Compared to 2022, Fressnapf’s sales grew by around €475 million ($514.3M) in 2023.
While Germany continues to be its biggest market in terms of turnover, with gross sales reaching €2.1 billion ($2.27B), international business grew by 19% to €1.9 billion ($2.06B).
The company said its online sales also increased more than 20% compared to 2022. France and Belgium saw the “most pronounced” growth in the e-commerce channel, with rates of 59% and 67% respectively.
For Founder and Owner Torsten Toeller, the group’s business model “has proven to be resilient.”

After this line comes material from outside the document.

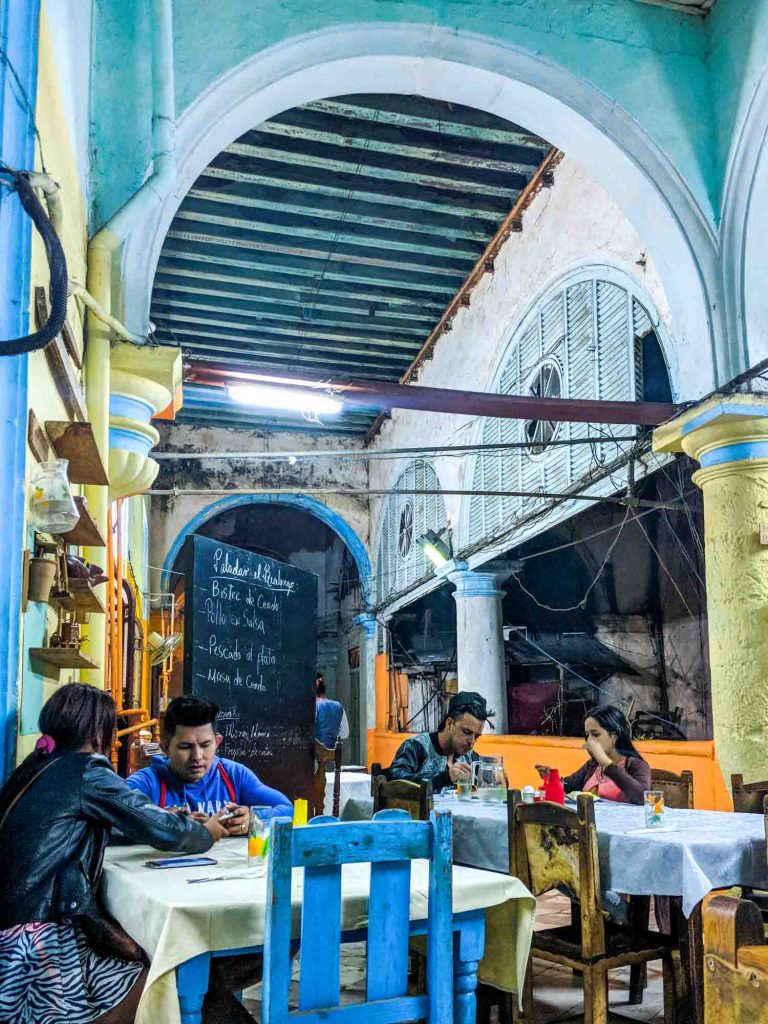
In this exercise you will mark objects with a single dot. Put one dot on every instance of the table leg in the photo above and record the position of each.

“The positive sales development is based on the consistent implementation of our strategy towards the omnichannel ecosystem,” he notes, adding that this was driven by the expansion and transformation of their stores, including “the wider pan-European footprint through the acquisition of Jumper in the Netherlands and the extension and internationalization of our service offering.”
The pet retailer acquired Dutch pet retailer Jumper Groep last November in a bid to strengthen its presence in the Netherlands.
Plans for the future
To build out its sales channel and strengthen its online customer experience, Fressnapf is building a new 72,000-square-meter logistics center in Germany with an automated shipping hub, from which it plans to service its growing e-commerce business throughout Europe.
The company has also earmarked more than €500 million ($541.4M) toward future investments over the next 3 years. “The investments, which are made from [our] own resources, focus on the areas of expansion, future store, IT, supply chain and human resources,” explains Fressnapf Group CEO Johannes Steegmann.
Along with an increase in turnover, Fressnapf also grew its employee head count. The company currently employs close to 18,000 people across Europe, more than 1,300 of whom work at its headquarters in Germany.
Fressnapf also plans to continue hiring through 2024, expecting to add around 850 new store employees and 800 new jobs in its new logistics center.